Have you ever read a book that made your confidence just skyrocket? If I’m being honest, I’m not much of a reader; I find it hard to finish a book because I always lose interest. This was not the case when I read Sara Marcus’ Girls to the Front. This is a book about feminism in the 90s, music, and sexism. It tells the true story of the era of Riot Grrrl and the impact it had on the world. When we had reading assignments in Mrs. Swander’s class, I didn’t use the sticky notes we received that often. However, in this book, I have one on almost every other page. This book highlights the struggles of being a woman. How even though it’s been 100 years since we’ve “received our rights,” we’re still fighting for them. If you are a girl and want to feel heard, read this book. 


“Keep your laws off my body” – a slogan that was used in the feminism movement, Riot Grrrl.
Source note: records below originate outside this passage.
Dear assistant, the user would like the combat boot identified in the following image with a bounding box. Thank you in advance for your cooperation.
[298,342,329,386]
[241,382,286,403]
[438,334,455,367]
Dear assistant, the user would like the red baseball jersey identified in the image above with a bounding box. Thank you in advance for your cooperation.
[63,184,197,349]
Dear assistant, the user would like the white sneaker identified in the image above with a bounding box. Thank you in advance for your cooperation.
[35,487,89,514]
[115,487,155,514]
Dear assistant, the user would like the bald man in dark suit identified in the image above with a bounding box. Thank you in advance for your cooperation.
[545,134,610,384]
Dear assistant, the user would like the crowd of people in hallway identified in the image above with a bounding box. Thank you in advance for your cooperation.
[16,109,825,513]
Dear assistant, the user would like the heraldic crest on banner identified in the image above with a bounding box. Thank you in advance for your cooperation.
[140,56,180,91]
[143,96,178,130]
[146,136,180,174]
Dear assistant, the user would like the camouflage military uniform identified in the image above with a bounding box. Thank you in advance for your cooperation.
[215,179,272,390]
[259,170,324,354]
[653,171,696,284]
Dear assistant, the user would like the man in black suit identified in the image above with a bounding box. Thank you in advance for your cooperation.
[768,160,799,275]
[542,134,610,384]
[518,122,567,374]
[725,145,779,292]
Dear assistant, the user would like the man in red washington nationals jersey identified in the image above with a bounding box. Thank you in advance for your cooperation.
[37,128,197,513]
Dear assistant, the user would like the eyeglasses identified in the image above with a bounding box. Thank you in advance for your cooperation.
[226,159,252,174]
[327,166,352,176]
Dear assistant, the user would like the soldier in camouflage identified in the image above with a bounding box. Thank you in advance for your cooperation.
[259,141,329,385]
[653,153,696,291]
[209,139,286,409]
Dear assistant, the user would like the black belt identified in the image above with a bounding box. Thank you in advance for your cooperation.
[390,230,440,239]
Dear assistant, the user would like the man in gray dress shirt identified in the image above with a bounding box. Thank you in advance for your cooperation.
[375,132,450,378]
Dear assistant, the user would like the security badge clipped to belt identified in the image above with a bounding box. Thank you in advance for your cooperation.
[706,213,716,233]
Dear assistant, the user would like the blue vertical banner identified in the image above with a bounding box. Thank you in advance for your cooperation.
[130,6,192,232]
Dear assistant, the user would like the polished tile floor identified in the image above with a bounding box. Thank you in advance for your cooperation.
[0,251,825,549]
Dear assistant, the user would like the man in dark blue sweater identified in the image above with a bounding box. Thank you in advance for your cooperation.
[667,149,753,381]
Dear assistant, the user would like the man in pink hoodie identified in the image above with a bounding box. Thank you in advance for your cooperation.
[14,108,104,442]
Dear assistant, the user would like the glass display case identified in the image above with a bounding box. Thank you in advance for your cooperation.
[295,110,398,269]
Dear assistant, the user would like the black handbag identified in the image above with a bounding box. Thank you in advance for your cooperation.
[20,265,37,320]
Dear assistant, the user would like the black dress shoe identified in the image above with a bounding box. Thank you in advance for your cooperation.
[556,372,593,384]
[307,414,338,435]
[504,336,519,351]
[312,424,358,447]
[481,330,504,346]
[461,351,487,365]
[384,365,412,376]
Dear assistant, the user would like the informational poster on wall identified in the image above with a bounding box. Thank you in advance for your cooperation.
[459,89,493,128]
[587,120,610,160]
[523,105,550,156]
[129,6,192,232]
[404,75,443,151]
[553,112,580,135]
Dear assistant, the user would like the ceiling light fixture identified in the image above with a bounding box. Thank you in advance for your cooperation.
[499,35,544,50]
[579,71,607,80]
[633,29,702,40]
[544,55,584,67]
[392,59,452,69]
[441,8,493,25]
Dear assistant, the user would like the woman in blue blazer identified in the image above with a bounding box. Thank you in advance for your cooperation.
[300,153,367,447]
A majority of the book focuses on the We Won’t Go Back March for Women’s Lives protest on April 5, 1992 in the National Mall in Washington DC. It was the largest women’s rights demonstration in American history. Thousands of women gathered in front of the Capital Building where the Supreme Court was about to consider the constitutionality of a Pennsylvania law that limited access to abortions. This protest was the spark of the Riot Grrrl revolution. 
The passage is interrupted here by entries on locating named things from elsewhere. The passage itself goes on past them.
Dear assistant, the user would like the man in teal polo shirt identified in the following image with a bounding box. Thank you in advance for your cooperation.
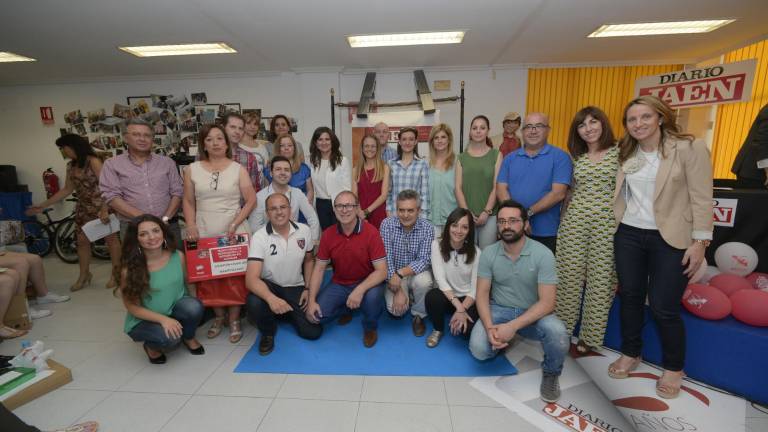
[469,200,569,402]
[496,113,573,253]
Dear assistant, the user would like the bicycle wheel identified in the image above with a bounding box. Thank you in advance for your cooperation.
[53,219,78,264]
[22,220,53,256]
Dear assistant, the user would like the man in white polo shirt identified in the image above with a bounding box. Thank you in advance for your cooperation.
[248,155,320,243]
[245,193,323,355]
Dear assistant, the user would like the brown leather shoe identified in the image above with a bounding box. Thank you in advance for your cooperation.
[411,317,427,337]
[363,330,379,348]
[259,335,275,355]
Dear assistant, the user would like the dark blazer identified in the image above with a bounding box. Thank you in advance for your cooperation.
[731,105,768,182]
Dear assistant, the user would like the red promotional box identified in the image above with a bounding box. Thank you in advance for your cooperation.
[184,233,249,283]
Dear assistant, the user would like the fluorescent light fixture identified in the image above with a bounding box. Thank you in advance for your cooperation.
[347,31,465,48]
[0,51,37,63]
[118,42,237,57]
[587,19,736,37]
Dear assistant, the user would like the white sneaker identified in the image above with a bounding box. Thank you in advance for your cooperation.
[29,308,53,319]
[35,291,70,304]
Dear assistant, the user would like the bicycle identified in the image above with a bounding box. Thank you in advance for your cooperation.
[22,198,109,264]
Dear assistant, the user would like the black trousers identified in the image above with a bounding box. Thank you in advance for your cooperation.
[424,288,478,337]
[315,198,336,230]
[245,280,323,340]
[613,224,688,371]
[529,236,557,254]
[0,403,40,432]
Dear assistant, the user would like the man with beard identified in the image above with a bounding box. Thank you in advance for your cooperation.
[469,200,569,402]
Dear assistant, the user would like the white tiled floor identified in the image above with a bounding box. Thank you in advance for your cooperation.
[0,257,768,432]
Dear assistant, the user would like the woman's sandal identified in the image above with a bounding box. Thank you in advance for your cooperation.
[229,320,243,343]
[208,316,224,339]
[656,371,685,399]
[0,324,28,339]
[608,355,640,379]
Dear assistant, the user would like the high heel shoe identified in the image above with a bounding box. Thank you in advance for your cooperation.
[142,344,168,364]
[181,341,205,355]
[69,273,93,292]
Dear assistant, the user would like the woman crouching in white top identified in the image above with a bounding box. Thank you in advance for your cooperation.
[425,208,480,348]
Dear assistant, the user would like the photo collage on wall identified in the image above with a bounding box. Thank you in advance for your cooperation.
[59,92,267,159]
A theme that I love about this book is it highlights how much society has an impact on young girls. We get told from a young age that we can do whatever we want. But then we grow up and realize that isn’t true. We can do everything except wear that shirt because “it’s too distracting,” except choose that career because “it’s a man’s job,” except stop shaving our legs, except go out by ourselves. 


What Riot Grrrl stands for is you can be whatever you want, and screw anyone who thinks otherwise. The book is full of raw stories and can be explicit from time to time. At one point, the book states: “The media tells you that in order to be a woman you have to be tall, thin, blonde…” (pg.152), and continues to explain how society is shaping the “perfect” woman. Riot Grrrl responds to those messages with explicit photos of women’s natural bodies. They exploit themselves, in a good way, to the world and say “this is what women actually are like and up yours if you think this isn’t perfect.” “Riot Grrrl showed me there were other girls that thought that to be a woman, you didn’t have to be like the cover of Cosmo” (pg 238). What I love about the Riot Grrrl movement is it creates awareness about hard subjects. For example, girls tell stories of sexual abuse. They bring the topic to the light and basically say, “Hey, this happened to you, it isn’t okay, and you shouldn’t have to deal with it like it’s nothing.”  
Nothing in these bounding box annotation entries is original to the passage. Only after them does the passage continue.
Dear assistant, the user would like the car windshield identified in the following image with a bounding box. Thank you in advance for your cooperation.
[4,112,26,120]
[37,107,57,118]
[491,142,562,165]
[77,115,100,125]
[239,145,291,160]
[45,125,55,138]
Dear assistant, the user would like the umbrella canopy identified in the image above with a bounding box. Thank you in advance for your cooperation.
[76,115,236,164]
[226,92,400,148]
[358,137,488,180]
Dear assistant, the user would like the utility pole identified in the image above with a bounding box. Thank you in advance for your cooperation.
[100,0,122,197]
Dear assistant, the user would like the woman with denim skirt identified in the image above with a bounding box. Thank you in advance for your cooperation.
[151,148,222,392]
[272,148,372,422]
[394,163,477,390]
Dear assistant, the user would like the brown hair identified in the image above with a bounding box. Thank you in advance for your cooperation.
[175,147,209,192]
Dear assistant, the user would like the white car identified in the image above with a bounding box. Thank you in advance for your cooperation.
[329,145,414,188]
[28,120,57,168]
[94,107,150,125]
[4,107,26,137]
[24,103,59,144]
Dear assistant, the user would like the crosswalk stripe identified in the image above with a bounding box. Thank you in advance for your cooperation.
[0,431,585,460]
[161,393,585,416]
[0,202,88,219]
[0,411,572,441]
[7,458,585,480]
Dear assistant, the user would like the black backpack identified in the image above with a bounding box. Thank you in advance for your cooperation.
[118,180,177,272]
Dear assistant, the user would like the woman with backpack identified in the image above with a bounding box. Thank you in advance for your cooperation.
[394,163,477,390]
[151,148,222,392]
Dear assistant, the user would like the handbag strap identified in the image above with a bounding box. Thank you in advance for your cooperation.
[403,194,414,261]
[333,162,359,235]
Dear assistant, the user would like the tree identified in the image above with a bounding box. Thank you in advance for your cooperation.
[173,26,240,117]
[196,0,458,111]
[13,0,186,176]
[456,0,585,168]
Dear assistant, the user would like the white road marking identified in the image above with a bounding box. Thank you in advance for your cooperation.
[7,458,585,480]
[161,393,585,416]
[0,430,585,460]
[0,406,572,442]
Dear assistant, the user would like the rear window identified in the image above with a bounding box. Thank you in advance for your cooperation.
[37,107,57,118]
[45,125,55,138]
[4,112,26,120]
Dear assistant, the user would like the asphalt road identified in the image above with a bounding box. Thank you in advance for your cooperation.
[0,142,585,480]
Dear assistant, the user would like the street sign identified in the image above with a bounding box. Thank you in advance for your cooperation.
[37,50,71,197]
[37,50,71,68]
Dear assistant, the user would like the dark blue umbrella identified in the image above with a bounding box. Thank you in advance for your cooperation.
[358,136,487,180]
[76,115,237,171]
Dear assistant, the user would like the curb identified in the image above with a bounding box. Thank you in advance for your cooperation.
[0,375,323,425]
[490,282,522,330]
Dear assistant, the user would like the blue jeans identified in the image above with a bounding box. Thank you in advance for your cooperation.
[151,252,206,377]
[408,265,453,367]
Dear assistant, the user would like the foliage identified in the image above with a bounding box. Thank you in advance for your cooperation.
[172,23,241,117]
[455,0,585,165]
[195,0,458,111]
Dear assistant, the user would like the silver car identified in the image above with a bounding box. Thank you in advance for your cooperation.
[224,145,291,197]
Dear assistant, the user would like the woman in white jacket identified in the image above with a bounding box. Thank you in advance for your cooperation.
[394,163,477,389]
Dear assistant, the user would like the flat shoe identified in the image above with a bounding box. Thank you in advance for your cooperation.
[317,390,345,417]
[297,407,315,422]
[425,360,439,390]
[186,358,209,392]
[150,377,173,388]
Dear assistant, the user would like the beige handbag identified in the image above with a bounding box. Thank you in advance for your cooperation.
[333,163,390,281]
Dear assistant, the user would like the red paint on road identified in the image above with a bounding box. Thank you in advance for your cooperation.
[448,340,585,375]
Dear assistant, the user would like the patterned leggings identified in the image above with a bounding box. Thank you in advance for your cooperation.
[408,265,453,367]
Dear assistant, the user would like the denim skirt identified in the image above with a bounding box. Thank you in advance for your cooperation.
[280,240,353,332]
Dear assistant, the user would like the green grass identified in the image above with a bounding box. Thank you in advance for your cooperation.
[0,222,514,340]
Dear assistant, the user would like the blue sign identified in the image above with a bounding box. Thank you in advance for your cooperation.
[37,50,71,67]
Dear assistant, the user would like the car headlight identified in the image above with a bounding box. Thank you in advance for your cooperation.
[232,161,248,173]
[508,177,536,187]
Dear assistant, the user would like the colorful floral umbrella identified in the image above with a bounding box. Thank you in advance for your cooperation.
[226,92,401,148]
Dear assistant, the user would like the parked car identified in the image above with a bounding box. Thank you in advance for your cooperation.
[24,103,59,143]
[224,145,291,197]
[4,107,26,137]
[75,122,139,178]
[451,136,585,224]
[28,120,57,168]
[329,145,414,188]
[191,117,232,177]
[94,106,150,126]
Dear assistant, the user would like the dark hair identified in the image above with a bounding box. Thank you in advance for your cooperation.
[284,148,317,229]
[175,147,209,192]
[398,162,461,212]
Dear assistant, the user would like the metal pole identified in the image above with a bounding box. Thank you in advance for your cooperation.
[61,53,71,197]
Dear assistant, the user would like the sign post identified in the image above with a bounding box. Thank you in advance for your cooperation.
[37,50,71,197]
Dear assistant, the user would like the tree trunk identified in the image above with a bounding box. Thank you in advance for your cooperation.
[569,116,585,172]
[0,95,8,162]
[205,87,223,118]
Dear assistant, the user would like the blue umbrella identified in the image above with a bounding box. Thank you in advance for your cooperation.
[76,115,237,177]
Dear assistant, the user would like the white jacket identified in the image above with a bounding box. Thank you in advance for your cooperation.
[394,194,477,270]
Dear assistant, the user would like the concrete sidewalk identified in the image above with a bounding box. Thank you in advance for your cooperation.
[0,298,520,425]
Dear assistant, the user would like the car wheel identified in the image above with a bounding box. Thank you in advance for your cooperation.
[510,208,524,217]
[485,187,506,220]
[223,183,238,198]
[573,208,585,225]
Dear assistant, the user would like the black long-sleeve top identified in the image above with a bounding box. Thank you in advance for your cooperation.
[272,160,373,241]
Many people believe that being a feminist means you hate all men. However, that’s not true. This book has taught me that feminism is about equality. It’s about being treated with respect and not giving into the stereotypical comments we are given by society. It taught me that I have a voice and it deserves to be heard. Sara Marcus writes about the topics that everyone is too scared to talk about. She writes about Kathleen Hanna–a main advocate of Riot Grrrl–who speaks about issues to make them a normality. Issues like sexism, rape, equal health care. Issues that even 30 years later, we still can’t talk about because it is subject to controversy. 


What I got out of this book, I can never thank Kathleen Hanna or Sara Marcus enough for. This book sparked my passion for feminism and activism. It taught me about an era that was so revolutionary for women, and I never even knew about it. I think we need to bring Riot Grrrl back. We are still fighting for basic health care for our own bodies. We are still fighting for issues that should have been resolved decades ago. This is a revolution that makes change. This is what the world needs.